Por ti, pelo mundo em que vives, por todos nós: lê um livro!

quinta-feira, 10 de julho de 2014

Sonho




Percebi que se pode resumir a forma como as pessoas hoje olham para a religião e para a maneira com agem no mundo, com uma frase: “Pedi a Deus uma bicicleta. Mas sei que Deus não funciona assim. Portanto roubei uma bicicleta e pedi perdão a Deus”. Percebi isto num sonho. Onde estava a conversar com uma amiga, fervorosamente católica, sobre o acto da confissão, sobre pecados e perdão. E ela contava-me como quando se sentia culpada de alguma acção, um “pecado”, ia ter com o seu padre e confessava-se. Arrependia-se, pedia perdão, limpava a sua consciência. E perguntei-lhe – Arrependeste-te em consciência, pediste perdão, sentiste-te perdoada, então… nunca mais na tua vida vais repetir esse pecado, certo? – Não sei, não posso garantir. – Foi a resposta. Aí percebi este negócio da confissão e do perdão. É uma espécie de lavagem automática da alma. Erro, peço perdão, limpo a consciência, e estou pronto para voltar a pecar. Não é mais que um exercício de egoísmo, de tirar um peso de cima, aquele peso negro da culpa, da consciência ferida. Esta é a relação que as pessoas têm com o seu deus. E desse sonho acordei com uma nova visão do mundo, da vida, de Deus. Não há pecado, não há erro, não há certo ou errado. Se algo fosse errado aos olhos de Deus, Ele não nos daria sequer a capacidade de o fazer. Todos somos parte de Deus e estamos nesta existência física a experienciar tudo o que a nossa alma já sabe. Não há certo ou errado. Há sentir e experienciar. Foi isto que esse sonho me ensinou. É como os anos que vivi a esconder e recalcar o meu lado negro. Os meus ódios e sentimentos maus. Negava-os, recalcava-os. Não admitia a mim mesmo que sequer os tinha. Não podia ter. Eu era paz, amor, não havia lugar para sentimentos negativos. Nada mais errado. Eu tenho sentimentos maus, eu tenho uma parte de mim, imensa, negra, sombria, sádica. É o que eu sou. É parte de mim. E aprendi que o meu equilíbrio está aí, em admitir que tenho tanto de mau como de bom. É assim que encontro a minha paz. Hoje sei que não há bem nem mal, certo ou errado. Somos livres. Absolutamente livres para amar, odiar, salvar, condenar.

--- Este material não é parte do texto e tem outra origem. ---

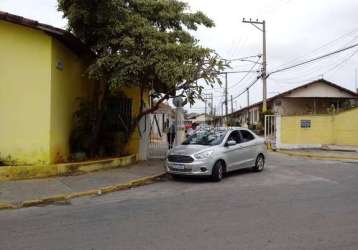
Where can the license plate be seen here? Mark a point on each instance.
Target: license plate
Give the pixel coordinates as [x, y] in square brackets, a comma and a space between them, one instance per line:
[178, 166]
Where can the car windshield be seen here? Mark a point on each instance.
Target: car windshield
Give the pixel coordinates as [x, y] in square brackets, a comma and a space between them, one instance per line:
[207, 138]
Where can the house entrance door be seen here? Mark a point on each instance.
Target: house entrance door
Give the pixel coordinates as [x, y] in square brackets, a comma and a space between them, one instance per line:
[270, 131]
[158, 143]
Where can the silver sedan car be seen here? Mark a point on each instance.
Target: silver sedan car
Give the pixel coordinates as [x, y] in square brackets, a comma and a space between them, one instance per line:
[216, 152]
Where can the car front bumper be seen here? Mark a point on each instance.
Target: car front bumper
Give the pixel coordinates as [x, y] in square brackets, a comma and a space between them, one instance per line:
[196, 168]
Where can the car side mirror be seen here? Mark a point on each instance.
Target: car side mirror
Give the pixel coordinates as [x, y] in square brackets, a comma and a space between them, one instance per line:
[230, 143]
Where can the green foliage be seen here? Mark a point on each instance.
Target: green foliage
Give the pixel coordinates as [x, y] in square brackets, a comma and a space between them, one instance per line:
[144, 43]
[111, 139]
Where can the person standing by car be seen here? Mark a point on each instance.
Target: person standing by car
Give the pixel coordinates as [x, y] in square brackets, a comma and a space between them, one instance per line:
[171, 135]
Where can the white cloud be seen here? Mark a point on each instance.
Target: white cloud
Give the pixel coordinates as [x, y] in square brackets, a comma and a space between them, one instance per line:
[294, 29]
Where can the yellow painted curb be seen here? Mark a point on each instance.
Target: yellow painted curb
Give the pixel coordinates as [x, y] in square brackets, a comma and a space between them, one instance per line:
[9, 173]
[315, 156]
[4, 206]
[67, 197]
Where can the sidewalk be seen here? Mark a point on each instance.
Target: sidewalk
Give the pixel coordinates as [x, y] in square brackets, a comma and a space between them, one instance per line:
[20, 193]
[323, 154]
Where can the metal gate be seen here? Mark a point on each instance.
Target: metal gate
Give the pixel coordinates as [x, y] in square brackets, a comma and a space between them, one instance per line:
[270, 131]
[158, 143]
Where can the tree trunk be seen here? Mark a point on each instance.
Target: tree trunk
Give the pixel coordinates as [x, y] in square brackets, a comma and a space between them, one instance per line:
[99, 100]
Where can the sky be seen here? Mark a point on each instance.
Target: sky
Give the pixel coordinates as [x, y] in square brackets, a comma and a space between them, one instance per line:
[297, 30]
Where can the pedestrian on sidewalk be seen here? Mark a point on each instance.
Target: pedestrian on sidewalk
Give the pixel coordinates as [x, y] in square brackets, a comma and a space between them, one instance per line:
[171, 135]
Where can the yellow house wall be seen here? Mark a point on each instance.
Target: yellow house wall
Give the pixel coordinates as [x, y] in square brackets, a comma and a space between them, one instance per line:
[320, 131]
[67, 84]
[346, 128]
[25, 74]
[340, 129]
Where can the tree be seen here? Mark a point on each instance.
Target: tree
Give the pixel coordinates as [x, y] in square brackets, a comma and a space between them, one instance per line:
[145, 44]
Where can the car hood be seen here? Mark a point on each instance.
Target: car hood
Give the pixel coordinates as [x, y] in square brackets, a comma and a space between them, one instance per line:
[188, 149]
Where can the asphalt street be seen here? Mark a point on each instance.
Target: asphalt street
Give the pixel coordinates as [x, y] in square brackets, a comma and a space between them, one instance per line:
[293, 204]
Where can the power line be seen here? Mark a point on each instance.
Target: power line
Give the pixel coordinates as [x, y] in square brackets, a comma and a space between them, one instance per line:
[244, 77]
[313, 59]
[243, 58]
[247, 88]
[321, 47]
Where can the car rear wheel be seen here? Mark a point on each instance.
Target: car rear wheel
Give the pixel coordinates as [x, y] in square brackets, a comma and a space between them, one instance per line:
[218, 171]
[260, 163]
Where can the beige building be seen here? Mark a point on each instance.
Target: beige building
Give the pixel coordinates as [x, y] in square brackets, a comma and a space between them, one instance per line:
[317, 97]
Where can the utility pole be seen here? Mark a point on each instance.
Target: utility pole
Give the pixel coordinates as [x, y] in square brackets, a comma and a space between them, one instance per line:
[356, 81]
[226, 100]
[232, 105]
[248, 104]
[264, 62]
[205, 111]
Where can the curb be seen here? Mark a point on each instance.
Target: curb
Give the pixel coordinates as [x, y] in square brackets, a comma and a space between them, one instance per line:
[66, 198]
[318, 157]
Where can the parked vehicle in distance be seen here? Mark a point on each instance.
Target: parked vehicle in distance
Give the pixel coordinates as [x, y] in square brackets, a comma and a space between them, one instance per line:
[216, 152]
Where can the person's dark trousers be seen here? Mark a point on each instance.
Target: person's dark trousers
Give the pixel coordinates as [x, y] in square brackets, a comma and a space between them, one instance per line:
[170, 139]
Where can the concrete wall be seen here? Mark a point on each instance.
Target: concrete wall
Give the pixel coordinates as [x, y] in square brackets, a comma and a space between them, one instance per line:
[340, 129]
[346, 128]
[25, 74]
[134, 93]
[319, 89]
[67, 84]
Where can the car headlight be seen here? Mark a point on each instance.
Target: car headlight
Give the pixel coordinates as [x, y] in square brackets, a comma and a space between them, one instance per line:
[204, 155]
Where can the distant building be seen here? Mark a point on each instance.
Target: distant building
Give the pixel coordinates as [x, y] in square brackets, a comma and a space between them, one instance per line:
[317, 97]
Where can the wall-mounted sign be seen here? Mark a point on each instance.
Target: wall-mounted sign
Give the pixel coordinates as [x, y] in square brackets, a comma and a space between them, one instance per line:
[60, 65]
[305, 123]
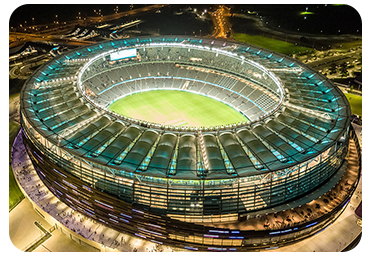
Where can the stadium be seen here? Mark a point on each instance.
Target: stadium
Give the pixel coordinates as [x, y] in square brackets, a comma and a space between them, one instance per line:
[192, 184]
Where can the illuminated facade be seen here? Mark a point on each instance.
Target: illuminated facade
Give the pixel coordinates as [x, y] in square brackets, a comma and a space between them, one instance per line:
[171, 184]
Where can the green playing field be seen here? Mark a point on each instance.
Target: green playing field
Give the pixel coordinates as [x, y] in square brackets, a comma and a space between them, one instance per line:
[176, 108]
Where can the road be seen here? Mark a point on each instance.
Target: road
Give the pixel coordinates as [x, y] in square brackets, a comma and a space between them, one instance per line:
[49, 35]
[338, 59]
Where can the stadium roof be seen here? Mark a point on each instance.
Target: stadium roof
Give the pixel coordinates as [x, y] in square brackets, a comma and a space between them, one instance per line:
[309, 118]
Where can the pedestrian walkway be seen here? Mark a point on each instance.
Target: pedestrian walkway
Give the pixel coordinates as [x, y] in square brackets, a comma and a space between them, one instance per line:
[333, 239]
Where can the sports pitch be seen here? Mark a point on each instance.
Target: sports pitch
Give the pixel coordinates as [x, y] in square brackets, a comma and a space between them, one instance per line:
[176, 108]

terça-feira, 8 de julho de 2014

Pele


Não sei a que sabe a tua pele. Pudera eu saber. Mas o guardião da minha hipocondria emocional prende-me dentro desta masmorra que sou eu. Fecha-me nesta prisão que me sufoca a voz e congela o centro de comando dos meus movimentos, fazendo-os descoordenados, sem noção das básicas funções do corpo e dos músculos. Ah! Como eu trocava a memória de todos os sabores de todas as peles por um momento. E soubesse tão mal, fosse a tua pele tão repugnante que algum mecanismo de defesa, algum fenómeno subconsciente de protecção me fizesse esquecer a tua existência. Como nos esquecemos de um episódio traumático. Uma amnésia selectiva! Que paz seria. Que descanso poderia ter a minha alma. Mas não acredito. Porque quando somos abalroados por este turbilhão de sentimentos que nos seca a boca, que nos dilata as pupilas ao ponto da luz se tornar dolorosa, as mãos transpirarem e tremerem, de as cordas vocais se emaranharem umas nas outras e não saberem como vibrar… não interessa a que sabe a tua pele. Certamente que os impulsos que transportam a informação das papilas gustativas ao hipotálamo – ou a qualquer outra parte do cérebro que seja responsável por os traduzir – iriam gritar que a tua pele sabe a céu, que é o paladar mais imenso e perfeito provado por um homem. Se houvesse tempo para isso. Se a acção tão avassaladora de ter a tua pele na minha boca não causasse um colapso instantâneo. Ah! Pudera eu ter a coragem de abocanhar qualquer parte de ti. E o verbo é “poder”, não “ter”. Porque para ter coragem, primeiro é preciso poder tê-la. E para poder, é desde logo preciso uma dose inicial de coragem. E nem essa tenho. Ah! Mas há quem tenha. E quem saiba a que sabe a tua pele. Quem a conheça e a percorra e a agarre. A quem lhe seja familiar a textura, o relevo, as curvas. Que morram mil mortes! Que lhes sequem as almas e enlouqueçam de dor! Não, não que enlouqueçam. Que sofram cada momento até se expirarem, e que saibam que essa dor vem de não serem merecedores do sabor da tua pele. Ninguém merece conhecer o teu sabor. Só eu. É a minha pele! Pudera eu saber a que sabe a tua pele.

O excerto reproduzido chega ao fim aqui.